Gregg Beslisle-Chi
Book of Hours
Investi d’une dimension spirituelle sensible à l’écoute de ses textures comme de son architecture, “Book of Hours”, le nouvel album du guitariste new-yorkais Gregg Belisle-Chi (sorti en mai chez Ears & Eye Records), fait entendre une musique qui tranche avec la production ambiante. Dans la mouvance de figures comme Bill Frisell ou Ben Monder, Gregg Belisle-Chi développe un langage profondément original, tant dans l’écriture musicale que dans l’expression instrumentale.
Pouvez-vous partager avec nous votre expérience musicale ? Comment avez-vous commencé à jouer de la guitare ?
J’ai commencé à jouer vers 12 ou 13 ans. Mon père avait une guitare Hohner rouge, de style strat, qui traînait dans un coin. Il est violoniste et il voulait que je joue du violoncelle. Mais j’étais beaucoup plus intéressé par le rock. J’ai écouté beaucoup de disques et j’essayais de jouer par-dessus. Puis j’ai pris des cours de guitare avec plusieurs professeurs dans la région. Un jour, je suis tombé sur un livre de solos de Charlie Christian et je m’y suis complètement perdu ! J’ai écouté un premier disque de Benny Goodman et j’y ai réfléchi toute la nuit. Ça m’est encore arrivé quand j’ai entendu Joe Pass pour la première fois. C’est ainsi que, pendant mes études secondaires, j’ai fait la transition vers l’apprentissage du jazz, autant que possible.
Quelles sont vos principales influences ?
Je ne peux pas dire que j’aie une influence majeure.
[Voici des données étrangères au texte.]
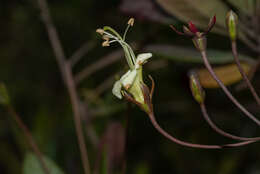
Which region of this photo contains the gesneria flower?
[96,18,154,112]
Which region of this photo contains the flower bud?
[102,41,110,47]
[96,28,105,35]
[226,10,238,41]
[127,18,135,27]
[192,33,207,52]
[0,83,10,105]
[189,71,205,104]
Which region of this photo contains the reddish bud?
[189,21,199,34]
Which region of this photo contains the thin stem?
[231,41,260,106]
[38,0,90,174]
[201,51,260,126]
[7,106,50,174]
[123,24,131,41]
[200,103,260,141]
[148,113,256,149]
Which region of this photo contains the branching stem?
[200,103,260,141]
[201,51,260,126]
[231,41,260,106]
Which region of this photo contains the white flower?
[112,53,152,99]
[135,53,153,69]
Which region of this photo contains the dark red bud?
[188,21,199,34]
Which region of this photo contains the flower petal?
[112,80,122,99]
[135,53,153,69]
[120,69,137,90]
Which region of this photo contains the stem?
[201,51,260,126]
[148,113,256,149]
[200,103,260,141]
[7,106,50,174]
[38,0,90,174]
[231,41,260,106]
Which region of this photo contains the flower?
[96,18,154,112]
[170,16,216,51]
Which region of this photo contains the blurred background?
[0,0,260,174]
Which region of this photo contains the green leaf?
[156,0,229,35]
[23,152,64,174]
[145,45,254,64]
[0,83,10,105]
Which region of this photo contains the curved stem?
[148,113,256,149]
[231,41,260,106]
[7,106,50,174]
[200,103,260,141]
[200,51,260,126]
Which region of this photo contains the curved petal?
[121,69,137,90]
[135,53,153,69]
[112,80,122,99]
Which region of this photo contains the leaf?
[197,63,252,88]
[156,0,229,34]
[23,152,64,174]
[145,45,254,64]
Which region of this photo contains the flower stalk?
[189,71,260,141]
[170,16,260,126]
[226,10,260,106]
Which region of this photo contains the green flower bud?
[189,71,205,104]
[192,33,207,52]
[226,10,238,41]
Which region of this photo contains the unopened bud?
[96,28,105,35]
[127,18,135,26]
[189,71,205,104]
[102,41,110,47]
[0,83,10,105]
[226,10,238,41]
[102,35,109,41]
[192,33,207,52]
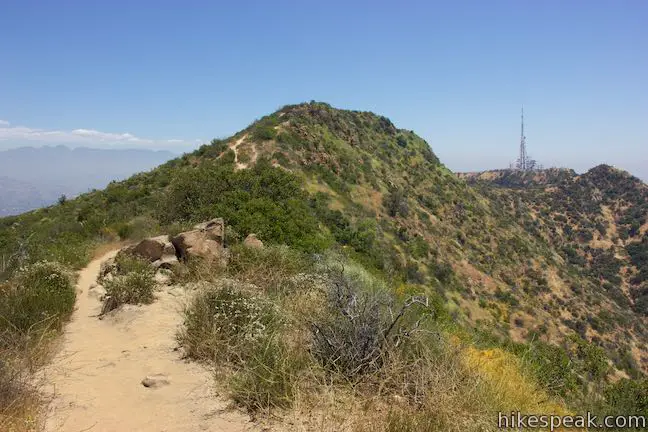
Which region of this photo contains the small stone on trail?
[142,374,170,388]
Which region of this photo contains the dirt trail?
[230,135,259,169]
[42,252,255,432]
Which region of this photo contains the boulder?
[141,374,170,388]
[123,236,176,262]
[194,218,225,245]
[153,271,171,285]
[171,218,226,261]
[152,255,178,270]
[88,284,106,301]
[243,234,263,249]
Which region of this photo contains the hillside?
[0,146,174,216]
[0,103,648,426]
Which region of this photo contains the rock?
[243,234,263,249]
[153,272,171,285]
[194,218,225,241]
[171,218,226,261]
[122,236,175,262]
[88,284,106,301]
[142,374,171,388]
[99,258,117,278]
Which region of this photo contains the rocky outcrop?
[115,218,227,268]
[124,236,176,262]
[243,234,263,249]
[171,218,226,261]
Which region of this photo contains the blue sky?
[0,0,648,180]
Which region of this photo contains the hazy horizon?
[0,0,648,181]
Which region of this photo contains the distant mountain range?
[0,146,176,217]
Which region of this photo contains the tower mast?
[518,106,529,171]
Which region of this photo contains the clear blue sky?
[0,0,648,179]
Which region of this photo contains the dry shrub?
[227,245,312,294]
[100,255,155,315]
[0,261,76,431]
[178,279,277,364]
[311,260,430,380]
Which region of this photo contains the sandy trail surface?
[230,135,259,169]
[41,252,256,432]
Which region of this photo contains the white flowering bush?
[0,261,76,333]
[178,280,278,363]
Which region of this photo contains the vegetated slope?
[0,146,174,216]
[463,165,648,374]
[0,103,648,384]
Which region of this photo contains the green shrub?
[252,125,277,141]
[101,259,155,314]
[178,280,277,364]
[0,261,76,333]
[229,337,303,412]
[311,267,428,379]
[227,245,312,294]
[604,378,648,414]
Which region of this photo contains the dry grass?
[173,249,567,432]
[0,262,76,432]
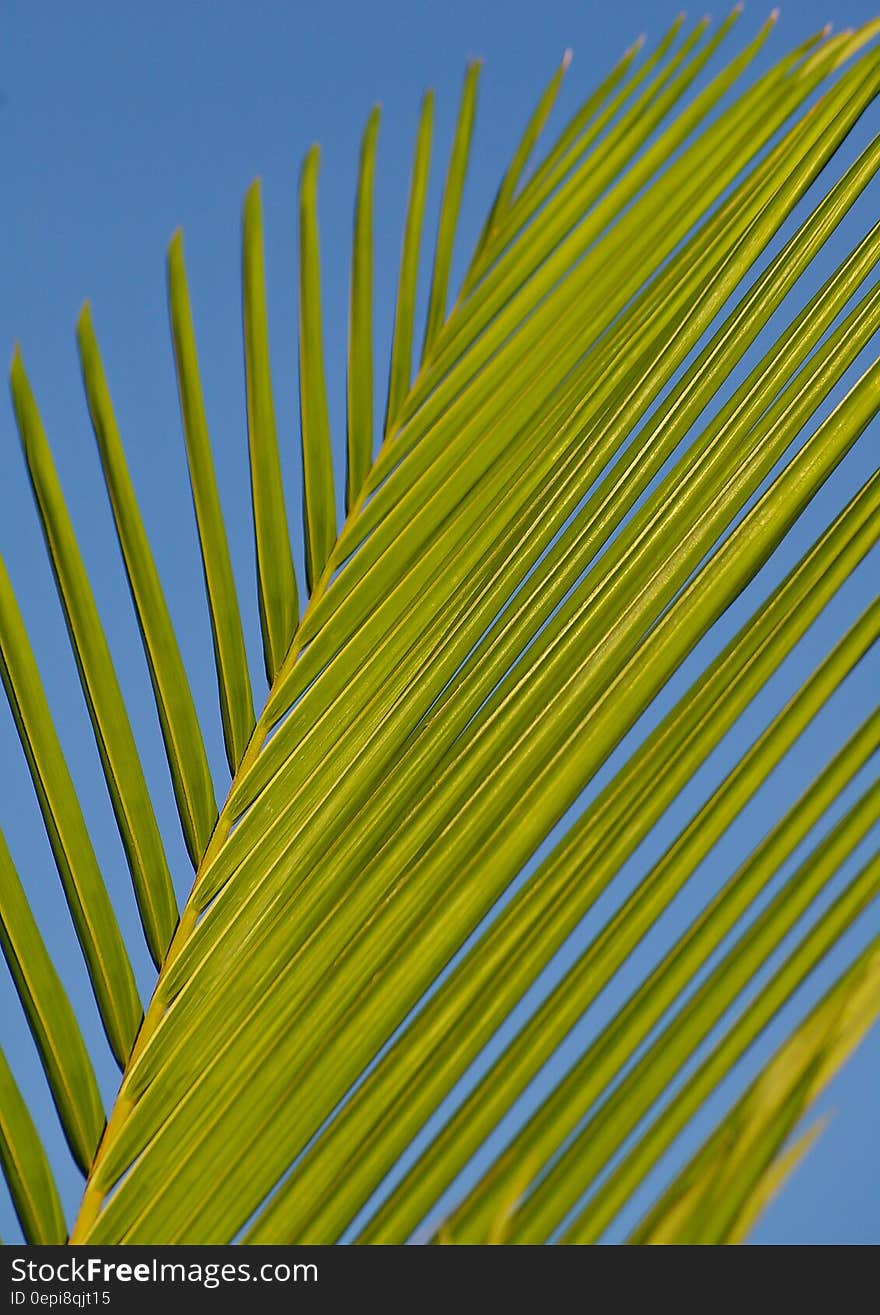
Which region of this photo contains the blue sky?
[0,0,880,1243]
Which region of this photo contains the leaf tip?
[168,225,183,262]
[9,338,25,385]
[243,175,263,224]
[76,297,93,342]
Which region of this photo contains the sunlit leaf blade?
[242,180,300,685]
[475,50,576,264]
[344,105,379,512]
[168,230,254,775]
[0,1051,67,1247]
[454,704,880,1241]
[566,846,880,1241]
[0,560,141,1065]
[464,14,684,292]
[12,352,178,967]
[76,304,217,867]
[257,494,880,1241]
[384,91,434,435]
[422,59,480,363]
[319,15,852,589]
[75,344,880,1239]
[0,7,880,1245]
[228,110,880,831]
[629,938,880,1245]
[300,146,337,590]
[0,832,104,1173]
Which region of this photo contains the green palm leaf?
[0,9,880,1244]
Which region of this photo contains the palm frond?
[0,8,880,1244]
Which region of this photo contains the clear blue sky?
[0,0,880,1243]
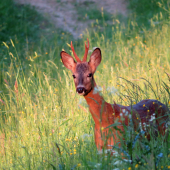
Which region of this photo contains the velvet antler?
[83,38,89,62]
[71,41,81,62]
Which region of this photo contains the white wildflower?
[81,134,92,140]
[149,113,155,122]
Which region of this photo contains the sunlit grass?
[0,0,170,169]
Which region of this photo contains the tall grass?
[0,0,170,170]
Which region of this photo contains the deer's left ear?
[88,48,102,74]
[60,51,76,72]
J’essaie de diversifier mon écoute autant que possible. En ce moment, j’écoute beaucoup de Stravinsky. L’autre semaine, j’ai écouté toute la discographie de Devo. J’ai traversé une grande phase avec John Coltrane. Donc, ça change vraiment d’une semaine à l’autre, d’un mois à l’autre. Dans les guitaristes, j’adore Ben Monder, Bill Frisell, Blake Mills, Marc Ducret, David Torn, beaucoup de monde…
Quelles relations entretenez-vous avec certains d’entre eux, comme Bill Frisell ou Ben Monder ?
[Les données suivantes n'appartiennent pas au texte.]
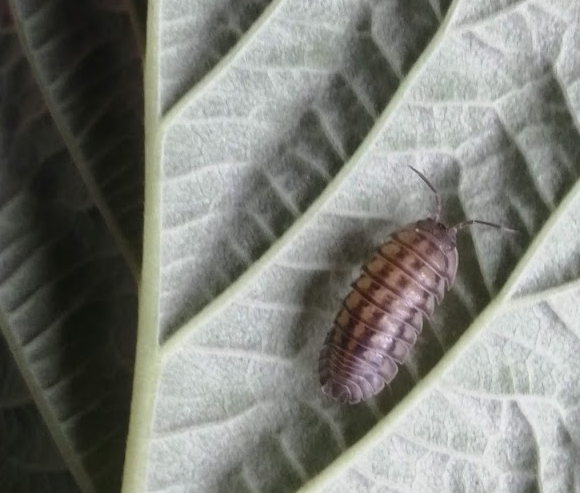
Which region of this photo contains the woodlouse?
[319,166,516,404]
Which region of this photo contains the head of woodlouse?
[415,218,457,252]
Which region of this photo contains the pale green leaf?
[11,0,144,275]
[124,0,580,493]
[0,11,136,492]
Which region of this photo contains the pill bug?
[319,166,516,404]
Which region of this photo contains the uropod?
[319,166,516,404]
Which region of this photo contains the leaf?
[0,339,79,493]
[0,8,137,492]
[11,0,144,275]
[124,0,580,493]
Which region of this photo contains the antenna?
[407,164,441,222]
[449,219,521,234]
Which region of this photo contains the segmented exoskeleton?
[319,166,515,404]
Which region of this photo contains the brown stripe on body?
[334,324,411,364]
[353,274,423,325]
[378,241,445,302]
[342,289,423,334]
[362,255,435,317]
[334,306,417,346]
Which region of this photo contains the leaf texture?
[157,0,454,339]
[0,338,79,493]
[125,0,580,493]
[11,0,144,275]
[0,15,137,492]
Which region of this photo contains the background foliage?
[0,0,580,493]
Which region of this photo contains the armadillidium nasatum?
[319,167,515,404]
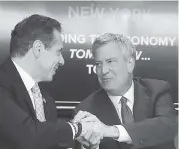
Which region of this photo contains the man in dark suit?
[75,33,177,149]
[0,15,102,149]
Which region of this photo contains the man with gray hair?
[75,33,177,149]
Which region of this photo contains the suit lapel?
[5,58,35,116]
[133,80,152,122]
[94,90,121,125]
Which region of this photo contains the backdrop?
[0,1,178,112]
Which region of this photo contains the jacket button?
[140,140,147,145]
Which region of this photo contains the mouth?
[53,64,59,72]
[102,78,111,82]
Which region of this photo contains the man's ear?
[127,57,135,73]
[32,40,44,58]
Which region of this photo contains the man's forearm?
[103,126,120,139]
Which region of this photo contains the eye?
[56,50,61,56]
[107,59,113,64]
[96,62,100,66]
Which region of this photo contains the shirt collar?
[12,60,35,91]
[123,81,134,105]
[108,81,134,105]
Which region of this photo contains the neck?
[107,76,133,96]
[11,56,40,83]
Bill est un ami que j’ai rencontré à Seattle il y a plusieurs années. Je jouais dans un groupe appelé Scrape, qui était un orchestre à cordes avec guitare, et Bill était un artiste invité. Nous avons donné plusieurs concerts ensemble et il est devenu pour moi un mentor ou un modèle. J’ai beaucoup appris de lui. Ben, je ne l’ai rencontré qu’en de rares occasions, mais je l’écoute depuis que j’ai 18 ans. J’ai entendu son album “Dust” quand j’étais au lycée et ça a changé ma vie. C’est drôle, mais Bill et Ben vivent pas très loin de chez moi, à Brooklyn.
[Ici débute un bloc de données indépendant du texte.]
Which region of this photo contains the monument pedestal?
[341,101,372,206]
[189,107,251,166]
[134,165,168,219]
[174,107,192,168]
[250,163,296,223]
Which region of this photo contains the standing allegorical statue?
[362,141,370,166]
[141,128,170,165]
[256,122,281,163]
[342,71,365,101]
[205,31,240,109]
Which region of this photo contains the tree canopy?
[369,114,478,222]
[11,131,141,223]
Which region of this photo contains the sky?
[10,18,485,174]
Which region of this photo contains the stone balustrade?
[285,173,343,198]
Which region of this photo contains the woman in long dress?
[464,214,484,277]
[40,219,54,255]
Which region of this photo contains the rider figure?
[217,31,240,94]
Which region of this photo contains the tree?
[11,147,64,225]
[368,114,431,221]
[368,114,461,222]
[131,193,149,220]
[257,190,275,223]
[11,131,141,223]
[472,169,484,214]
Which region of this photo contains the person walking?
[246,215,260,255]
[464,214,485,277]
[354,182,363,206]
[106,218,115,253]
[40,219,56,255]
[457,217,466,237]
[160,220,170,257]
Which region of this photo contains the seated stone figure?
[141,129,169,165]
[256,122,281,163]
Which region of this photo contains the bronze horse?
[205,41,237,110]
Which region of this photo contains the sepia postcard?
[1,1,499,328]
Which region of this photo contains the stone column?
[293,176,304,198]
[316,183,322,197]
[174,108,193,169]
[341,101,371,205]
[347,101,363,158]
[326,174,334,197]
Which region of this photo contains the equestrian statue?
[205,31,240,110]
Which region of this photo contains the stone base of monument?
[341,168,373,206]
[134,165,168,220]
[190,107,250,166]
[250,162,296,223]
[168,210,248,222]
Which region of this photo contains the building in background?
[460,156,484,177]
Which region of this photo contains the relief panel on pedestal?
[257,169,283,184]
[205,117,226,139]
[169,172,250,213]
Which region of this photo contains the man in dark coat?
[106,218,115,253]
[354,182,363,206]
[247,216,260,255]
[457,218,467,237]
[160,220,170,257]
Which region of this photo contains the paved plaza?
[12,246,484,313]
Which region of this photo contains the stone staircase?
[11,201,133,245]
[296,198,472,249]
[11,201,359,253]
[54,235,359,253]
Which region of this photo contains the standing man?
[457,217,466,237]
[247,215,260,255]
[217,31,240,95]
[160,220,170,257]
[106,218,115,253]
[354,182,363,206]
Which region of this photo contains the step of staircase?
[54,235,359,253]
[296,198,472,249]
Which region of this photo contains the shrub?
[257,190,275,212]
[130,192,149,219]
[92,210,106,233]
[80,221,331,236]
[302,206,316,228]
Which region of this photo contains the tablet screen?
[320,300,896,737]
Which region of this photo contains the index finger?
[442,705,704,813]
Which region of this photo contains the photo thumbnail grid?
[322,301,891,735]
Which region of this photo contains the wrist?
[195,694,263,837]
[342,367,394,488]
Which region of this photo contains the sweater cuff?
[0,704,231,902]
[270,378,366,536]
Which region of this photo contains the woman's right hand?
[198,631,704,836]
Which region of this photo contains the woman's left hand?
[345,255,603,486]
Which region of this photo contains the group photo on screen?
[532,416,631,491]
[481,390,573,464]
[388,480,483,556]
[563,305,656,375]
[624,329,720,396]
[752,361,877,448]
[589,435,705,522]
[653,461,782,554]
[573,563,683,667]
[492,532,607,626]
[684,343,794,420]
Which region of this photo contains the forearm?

Dans votre dernier album, cette série de pièces, sous la forme d’une “Messe”, évoque une dimension spirituelle. En quoi cette dimension est-elle inséparable de votre musique ?
Je commencerai par dire que je ne me considère pas du tout comme une personne religieuse ou spirituelle, mais je reconnais que l’art est une chose profondément mystérieuse, qui est spirituelle par nature. En ce sens, je dirais que la spiritualité est inséparable de toute musique !
La musique enregistrée dans cet album, composée à l’origine pour orchestre de chambre de jazz, a été spécialement adaptée ici pour guitare, piano Wurlitzer, basse et batterie. Comment avez-vous travaillé avec vos partenaires ? Quelle part laissez-vous à l’interaction et à l’improvisation ?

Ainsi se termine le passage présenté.